Hello, crafty and sundry!
I’m sure it comes to no surprise to anyone here, but one of my myriad hobbies is writing. I know, shock, le gasp, a blogger engaging in writing as a hobby! But really, there are different sort of writing — blogging is just one of them. Article writing is another, and one that I don’t really get stuck into. I do, however, get stuck in to writing stories.
I didn’t use to be much for writing stories, mind. While I used to actively roleplay on a Wheel of Time fansite, it was something about the world itself that compelled me. I’d often write the shortest posts that I could get away with, and while I enjoyed it, I enjoyed it grudgingly. Having to write posts with a minimum of 200-400 words was super-daunting for some reason.
Enter The Chrysalis Experiment.
This was set up by a friend and a few of her friends in 2011, right around the time my head started thinking that maybe, just maybe, I wanted to write a few stories. I was really stressed by the guidelines of 1,000-10,000 words, but I thought I’d give it half a go. I managed to write a couple of stories whole, and a double handful of false starts, but it did something for me that I hadn’t done before — it got me attempting to write original fiction. I stashed those efforts over on Figment, as well as doing a few small bits for some of the contests that they run. Really, I like the idea, but as Figment is oriented more at younger writers, I didn’t quite feel like it was mete for me to try and compete with them. If I ever see an adult version of the site, I will be ecstatic.
Anyways, having acquired so many friends who liked to write over the years, I could not but help to be aware of NaNoWriMo. NaNoWriMo breaks out to ‘National Novel Writing Month’, and happens every November across the world (it started national and grew to be international with the quickness). The idea is to write a 50,000 word or more novel over the course of November. You are not allowed to write word one before November, though you can develop outlines and the like.
Considering how intimidated I was by 400 words, and then 1,000 words, the thought of 50,000 words was ridiculously scary.

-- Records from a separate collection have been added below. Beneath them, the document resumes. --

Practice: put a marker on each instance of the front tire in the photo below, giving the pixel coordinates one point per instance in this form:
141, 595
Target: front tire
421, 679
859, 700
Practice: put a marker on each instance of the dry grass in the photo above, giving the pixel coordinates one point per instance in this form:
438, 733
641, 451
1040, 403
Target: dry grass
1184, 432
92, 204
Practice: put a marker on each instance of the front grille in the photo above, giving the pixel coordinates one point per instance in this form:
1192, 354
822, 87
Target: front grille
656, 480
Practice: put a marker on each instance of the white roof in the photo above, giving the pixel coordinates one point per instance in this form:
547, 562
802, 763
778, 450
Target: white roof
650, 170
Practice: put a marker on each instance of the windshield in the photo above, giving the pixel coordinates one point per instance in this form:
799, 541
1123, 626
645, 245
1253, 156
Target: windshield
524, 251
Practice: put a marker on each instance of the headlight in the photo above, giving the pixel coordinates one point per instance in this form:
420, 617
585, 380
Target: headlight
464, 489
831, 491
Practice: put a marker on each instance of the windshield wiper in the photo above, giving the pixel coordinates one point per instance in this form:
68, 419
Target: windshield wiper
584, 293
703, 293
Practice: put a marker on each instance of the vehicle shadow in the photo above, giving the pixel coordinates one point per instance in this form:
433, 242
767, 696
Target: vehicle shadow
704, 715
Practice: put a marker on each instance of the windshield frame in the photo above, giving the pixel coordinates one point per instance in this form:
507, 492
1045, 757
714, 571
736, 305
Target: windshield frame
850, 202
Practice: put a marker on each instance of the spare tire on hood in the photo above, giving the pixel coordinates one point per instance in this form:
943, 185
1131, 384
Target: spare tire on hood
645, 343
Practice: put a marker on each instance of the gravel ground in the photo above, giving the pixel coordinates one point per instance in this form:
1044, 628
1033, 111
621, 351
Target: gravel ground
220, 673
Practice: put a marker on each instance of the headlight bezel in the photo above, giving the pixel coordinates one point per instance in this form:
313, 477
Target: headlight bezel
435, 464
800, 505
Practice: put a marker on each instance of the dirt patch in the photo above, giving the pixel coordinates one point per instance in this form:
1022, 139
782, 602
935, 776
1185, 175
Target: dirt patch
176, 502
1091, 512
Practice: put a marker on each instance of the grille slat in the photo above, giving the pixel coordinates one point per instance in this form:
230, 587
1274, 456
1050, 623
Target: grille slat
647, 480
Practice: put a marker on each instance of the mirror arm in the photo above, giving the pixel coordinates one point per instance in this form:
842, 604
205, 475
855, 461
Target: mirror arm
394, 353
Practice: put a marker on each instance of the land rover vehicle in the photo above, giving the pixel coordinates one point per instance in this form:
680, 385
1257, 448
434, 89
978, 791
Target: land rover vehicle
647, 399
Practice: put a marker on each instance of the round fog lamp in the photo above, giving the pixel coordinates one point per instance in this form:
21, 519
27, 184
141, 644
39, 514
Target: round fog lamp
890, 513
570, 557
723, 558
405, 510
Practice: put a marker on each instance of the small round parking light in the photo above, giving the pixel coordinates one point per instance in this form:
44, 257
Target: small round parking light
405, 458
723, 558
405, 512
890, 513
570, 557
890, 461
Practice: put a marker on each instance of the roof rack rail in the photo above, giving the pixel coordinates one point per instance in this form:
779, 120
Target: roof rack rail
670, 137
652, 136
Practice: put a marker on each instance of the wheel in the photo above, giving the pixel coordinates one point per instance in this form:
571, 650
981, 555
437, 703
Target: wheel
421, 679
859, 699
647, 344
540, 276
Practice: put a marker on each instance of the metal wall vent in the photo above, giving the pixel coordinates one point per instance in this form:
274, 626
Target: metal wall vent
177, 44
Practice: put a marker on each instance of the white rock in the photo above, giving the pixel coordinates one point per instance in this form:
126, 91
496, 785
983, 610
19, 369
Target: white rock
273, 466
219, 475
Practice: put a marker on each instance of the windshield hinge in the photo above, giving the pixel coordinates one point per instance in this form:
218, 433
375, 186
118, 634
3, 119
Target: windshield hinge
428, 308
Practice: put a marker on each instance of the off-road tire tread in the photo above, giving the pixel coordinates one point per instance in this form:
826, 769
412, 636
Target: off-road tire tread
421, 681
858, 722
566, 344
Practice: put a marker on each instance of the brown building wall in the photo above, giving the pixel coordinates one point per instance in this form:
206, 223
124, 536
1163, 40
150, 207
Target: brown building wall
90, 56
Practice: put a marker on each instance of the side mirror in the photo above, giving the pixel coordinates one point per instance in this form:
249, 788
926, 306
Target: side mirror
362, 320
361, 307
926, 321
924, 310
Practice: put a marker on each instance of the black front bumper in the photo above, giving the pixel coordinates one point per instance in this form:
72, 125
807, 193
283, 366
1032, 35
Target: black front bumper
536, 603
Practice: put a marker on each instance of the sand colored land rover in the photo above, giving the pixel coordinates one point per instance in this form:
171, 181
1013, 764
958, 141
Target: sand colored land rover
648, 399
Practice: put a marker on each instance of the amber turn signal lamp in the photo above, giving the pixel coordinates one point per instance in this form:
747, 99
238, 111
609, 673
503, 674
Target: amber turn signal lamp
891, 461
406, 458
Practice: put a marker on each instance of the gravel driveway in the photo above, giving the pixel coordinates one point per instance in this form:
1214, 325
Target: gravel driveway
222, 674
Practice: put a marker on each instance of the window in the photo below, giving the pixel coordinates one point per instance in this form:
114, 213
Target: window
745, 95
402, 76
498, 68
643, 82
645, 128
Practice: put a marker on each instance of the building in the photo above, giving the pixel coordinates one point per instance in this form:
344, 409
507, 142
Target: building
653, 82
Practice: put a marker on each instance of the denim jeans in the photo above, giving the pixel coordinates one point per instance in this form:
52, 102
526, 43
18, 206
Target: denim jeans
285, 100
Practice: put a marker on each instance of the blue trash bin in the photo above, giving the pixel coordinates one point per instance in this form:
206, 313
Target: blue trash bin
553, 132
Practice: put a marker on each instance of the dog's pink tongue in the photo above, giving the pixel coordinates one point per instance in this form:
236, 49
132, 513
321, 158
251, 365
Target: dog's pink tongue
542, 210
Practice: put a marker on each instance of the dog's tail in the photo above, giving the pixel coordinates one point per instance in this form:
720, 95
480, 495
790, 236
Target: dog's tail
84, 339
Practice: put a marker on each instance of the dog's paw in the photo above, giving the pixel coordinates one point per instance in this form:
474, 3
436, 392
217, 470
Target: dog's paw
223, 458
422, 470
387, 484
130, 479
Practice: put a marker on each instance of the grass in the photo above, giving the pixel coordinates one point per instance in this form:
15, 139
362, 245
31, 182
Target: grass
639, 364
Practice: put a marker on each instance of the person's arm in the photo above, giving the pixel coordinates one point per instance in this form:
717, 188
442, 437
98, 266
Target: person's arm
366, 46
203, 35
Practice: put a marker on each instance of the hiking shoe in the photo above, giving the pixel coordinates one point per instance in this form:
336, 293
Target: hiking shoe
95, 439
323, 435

But in 2012, I actually had an idea in advance, and one of my best friends had often mentioned using The Snowflake Method to flesh out ideas. So I figured I would give it a go, because for once, I felt that maybe I could pull it off. It was nominally fan-fiction and an homage to the aforementioned best friend, but I did it and was way proud of myself (and if you want it for free, I’ve got it available as a pdf right here). It burnt me out fairly spectacularly on fiction writing, but that was okay. I had written a novel. I’d won a big scary thing and crossed it off of my Bucket List.
Now, I did think about it last year, but shrugged it off because I didn’t have enough of an idea to develop, and was still burnt out on the thought. But in April of last year I started on 750words.com, just because it seemed like a good site to lock in free account on. I picked up a set of Story Cubes and wrote more short fiction, but it quickly morphed into some self-therapizin’ brain dumping. Which is good — I actually really needed that. But between that and my daily on a more private journal, I was easily doing 1,000 words a day (not including other blogs like this one).
So when this year rolled around, I expected to shrug it off as well. I had even less of an idea, so what chance did I have getting off the ground. But somehow one popped into my head in the first couple sentences of scribbling, and I seem to be doing a surprisingly competent job. I don’t know if I’m going to make it the full run this time though; I sort of made myself go public with it so I might fail publicly and therefore deal another blow to my crippling perfectionism. But maybe I’ll end up with a novel instead. Either way, I can be pleased that I’ve managed to grow my writing chops to the point where I can choose to give it a go on a whim and keep above water.
I don’t know if I’ll write any more about NaNo here… we’ll see. You’re welcome to friend me on the site though if you are also giving it a go this time around. Or not if you see fit. But to everyone who is giving it a go — good luck, and good writing.